Anna Teresa De Keersmaeker’s Mitten Wir Im Leben Sind/Bach Cellosuiten, choreographed in collaboration with the cellist Jean-Guihen Queyras and members of De Keersmaeker’s company (Boštjan Antončič, Marie Goudot, Julien Monty, and Michaël Pomero), takes Bach’s suites for unaccompanied cello and renders them no longer unaccompanied. The solo suites—already a singular multiplicity, already a one becoming many—become an ensemble work. Motivic patterns become stepping patterns, harmonic motion becomes movement through space, musical structures are rendered visible through their gestures and movement. The cellist and dancers share the stage, the cellist moving positions with each suite and the floor covered with markings: overlapping circles, pentagrams, and spirals, as if to notate what is shared between the musical and choreographic structures unfurling in space together. While inherited relations between music and dance tend to set up a hierarchy between the mediums in which dance takes the stage while music is heard acoustically from off stage, De Keersmaeker’s work puts the music and the dance on the same plane as if to beg the questions: Is the cellist dancing? Are the dancers playing? Who is following whom? Who is accompanying whom?

“Accompaniment,” the noun, means a part that supports, it implies a foreground-background hierarchy, a supportive structure that recedes behind a supported central focus. On the other hand, “accompany,” the verb, signifies a going with, a being present together, an associative companionship. De Keersmaeker’s setting of Bach’s cello suites seems to approach the unaccompanied so as to make a movement from accompaniment to accompanying. The dancers accompany Queyras’ playing in a way that disrupts hierarchies of support. Music and dance are taking up space and time together, they are both parts mutually supporting one another.
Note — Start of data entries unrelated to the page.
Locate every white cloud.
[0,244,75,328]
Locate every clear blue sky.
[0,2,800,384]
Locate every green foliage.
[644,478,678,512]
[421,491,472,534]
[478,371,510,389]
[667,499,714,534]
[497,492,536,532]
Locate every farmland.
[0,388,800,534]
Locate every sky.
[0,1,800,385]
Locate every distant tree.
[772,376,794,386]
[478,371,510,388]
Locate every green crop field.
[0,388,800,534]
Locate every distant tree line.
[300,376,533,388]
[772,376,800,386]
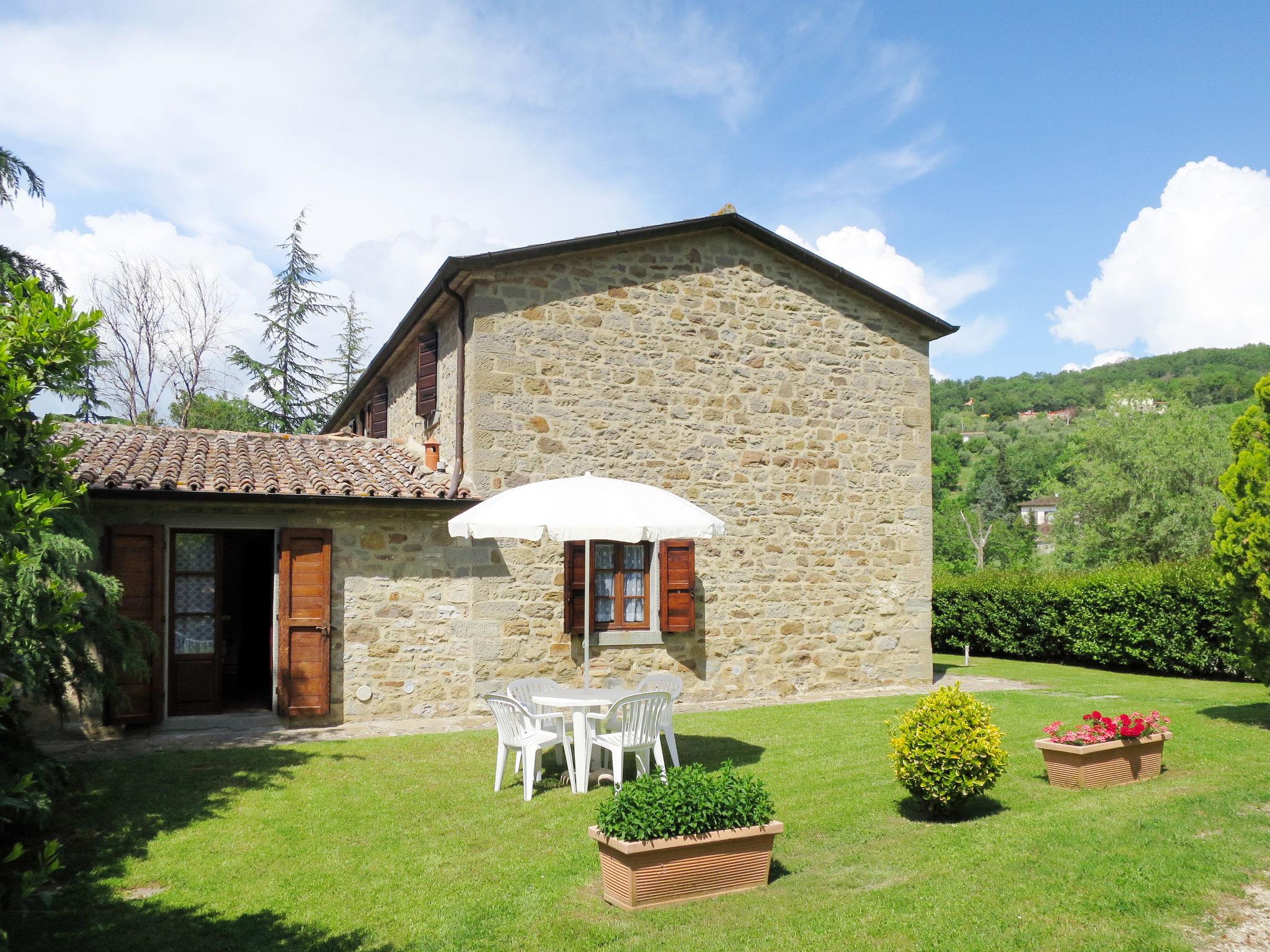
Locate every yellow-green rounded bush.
[888,683,1006,814]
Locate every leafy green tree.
[1213,376,1270,685]
[1054,401,1229,567]
[332,291,371,408]
[230,212,338,433]
[0,275,149,946]
[0,278,142,706]
[170,394,270,433]
[0,149,66,297]
[931,433,961,504]
[974,472,1010,522]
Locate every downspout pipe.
[442,282,468,499]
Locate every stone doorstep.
[41,668,1040,760]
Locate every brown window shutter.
[658,538,697,631]
[278,529,330,717]
[414,326,437,416]
[564,542,587,635]
[105,526,166,723]
[371,379,389,439]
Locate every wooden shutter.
[278,529,330,717]
[564,542,587,635]
[414,325,437,416]
[105,526,165,723]
[371,379,389,439]
[658,538,697,631]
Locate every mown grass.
[12,658,1270,952]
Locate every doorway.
[167,529,275,716]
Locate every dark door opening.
[221,529,273,711]
[167,529,274,715]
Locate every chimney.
[423,439,441,472]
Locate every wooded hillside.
[931,344,1270,424]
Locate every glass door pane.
[171,532,216,655]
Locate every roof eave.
[87,486,481,508]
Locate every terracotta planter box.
[1036,731,1173,790]
[588,820,785,909]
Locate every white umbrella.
[450,472,724,687]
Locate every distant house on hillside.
[1018,496,1058,553]
[1115,397,1168,414]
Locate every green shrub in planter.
[888,684,1006,814]
[596,760,776,842]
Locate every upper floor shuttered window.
[414,326,437,416]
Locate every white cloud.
[776,224,938,311]
[795,128,948,198]
[1050,157,1270,354]
[1058,350,1133,373]
[0,0,758,340]
[0,194,273,321]
[871,42,930,120]
[776,224,1010,360]
[0,0,757,275]
[931,315,1010,359]
[776,224,997,315]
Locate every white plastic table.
[532,688,631,793]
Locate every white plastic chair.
[507,678,573,773]
[587,690,670,790]
[481,694,573,801]
[635,671,683,767]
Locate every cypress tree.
[230,209,338,433]
[332,291,371,406]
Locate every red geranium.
[1042,711,1170,746]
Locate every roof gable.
[322,212,957,433]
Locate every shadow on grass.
[674,731,765,770]
[9,746,390,952]
[767,857,794,882]
[1199,700,1270,730]
[895,796,1006,824]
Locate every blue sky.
[0,0,1270,390]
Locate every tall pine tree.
[0,149,66,294]
[332,291,371,407]
[230,209,339,433]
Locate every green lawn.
[12,658,1270,952]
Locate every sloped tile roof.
[57,423,473,499]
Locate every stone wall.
[79,499,485,722]
[452,230,931,698]
[72,230,931,736]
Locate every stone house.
[63,212,955,722]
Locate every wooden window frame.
[414,324,441,419]
[587,539,653,631]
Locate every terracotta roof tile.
[57,423,475,499]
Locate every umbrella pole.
[582,538,590,688]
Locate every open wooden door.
[278,529,330,717]
[105,526,166,725]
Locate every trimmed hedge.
[931,561,1243,677]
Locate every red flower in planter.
[1042,711,1170,746]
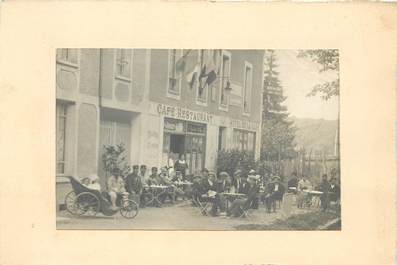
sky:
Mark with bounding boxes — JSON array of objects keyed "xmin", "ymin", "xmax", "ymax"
[{"xmin": 276, "ymin": 50, "xmax": 339, "ymax": 120}]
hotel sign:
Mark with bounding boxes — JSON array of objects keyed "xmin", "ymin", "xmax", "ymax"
[
  {"xmin": 157, "ymin": 104, "xmax": 212, "ymax": 123},
  {"xmin": 230, "ymin": 119, "xmax": 259, "ymax": 131}
]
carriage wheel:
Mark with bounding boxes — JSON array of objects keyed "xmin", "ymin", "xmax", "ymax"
[
  {"xmin": 65, "ymin": 191, "xmax": 76, "ymax": 215},
  {"xmin": 120, "ymin": 200, "xmax": 139, "ymax": 219},
  {"xmin": 75, "ymin": 192, "xmax": 100, "ymax": 216}
]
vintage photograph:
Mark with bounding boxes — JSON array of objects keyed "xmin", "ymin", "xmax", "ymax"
[{"xmin": 55, "ymin": 48, "xmax": 342, "ymax": 231}]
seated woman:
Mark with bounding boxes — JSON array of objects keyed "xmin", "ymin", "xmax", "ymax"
[
  {"xmin": 227, "ymin": 176, "xmax": 259, "ymax": 217},
  {"xmin": 158, "ymin": 167, "xmax": 175, "ymax": 203},
  {"xmin": 107, "ymin": 170, "xmax": 126, "ymax": 209},
  {"xmin": 87, "ymin": 174, "xmax": 101, "ymax": 191},
  {"xmin": 172, "ymin": 171, "xmax": 186, "ymax": 200},
  {"xmin": 265, "ymin": 176, "xmax": 285, "ymax": 213}
]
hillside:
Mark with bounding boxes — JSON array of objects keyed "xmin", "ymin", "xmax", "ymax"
[{"xmin": 291, "ymin": 117, "xmax": 338, "ymax": 155}]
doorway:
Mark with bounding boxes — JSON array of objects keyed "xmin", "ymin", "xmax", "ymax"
[{"xmin": 170, "ymin": 134, "xmax": 186, "ymax": 155}]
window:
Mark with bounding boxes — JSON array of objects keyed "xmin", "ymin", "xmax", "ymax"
[
  {"xmin": 233, "ymin": 129, "xmax": 255, "ymax": 152},
  {"xmin": 167, "ymin": 49, "xmax": 183, "ymax": 96},
  {"xmin": 218, "ymin": 127, "xmax": 226, "ymax": 151},
  {"xmin": 57, "ymin": 49, "xmax": 78, "ymax": 64},
  {"xmin": 243, "ymin": 62, "xmax": 252, "ymax": 113},
  {"xmin": 219, "ymin": 51, "xmax": 231, "ymax": 109},
  {"xmin": 56, "ymin": 104, "xmax": 67, "ymax": 175},
  {"xmin": 209, "ymin": 50, "xmax": 222, "ymax": 102},
  {"xmin": 116, "ymin": 49, "xmax": 132, "ymax": 79}
]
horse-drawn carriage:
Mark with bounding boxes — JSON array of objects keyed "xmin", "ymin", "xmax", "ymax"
[{"xmin": 65, "ymin": 177, "xmax": 139, "ymax": 219}]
De Keersmaeker’s title for the work, Mitten Wir Im Leben Sind is taken from a 1524 hymn with text by Martin Luther that translates loosely into “in the midst of life we are in death.” Mitten: in the middle, in the midst, between dance and music, body and instrument, life and death, the one and the many, mutually accompanying.

1. For example, this year Yo-Yo Ma, the world’s most prominent cellist, is in the midst of a two-year project touring marathon performances of all Six Suites in thirty-six locations on six continents in tandem with 36 days of social action in conjunction with the release of a new recording of the suites called Six Evolutions: Bach Cello Suites. This is his third major recording of the suites. In 1983 he released The Six Unaccompanied Cello Suites Complete, his first recording of the suites, and won a Grammy. In 1998, he worked with Sony Classical to create The Cello Suites: Inspired by Bach, a recording of the suites accompanied by a series of six films in which Ma collaborated with an artist in a different discipline to create an interdisciplinary manifestation of each suite (landscape architect Julie Moir Messervy, architect Biovanni Battista Piranesi, choreographer Mark Morris, filmmaker Atom Egoyan, Kabuki actor Bandō Tamasaburō, and ice dancers Jane Torvill, Christopher Dean, and Tom McCamus).

Ethan Philbrick is a cellist, composer, and writer based in Brooklyn. He holds a PhD in Performance Studies from New York University and is currently Assistant Visiting Professor of Performance Studies at Muhlenberg College.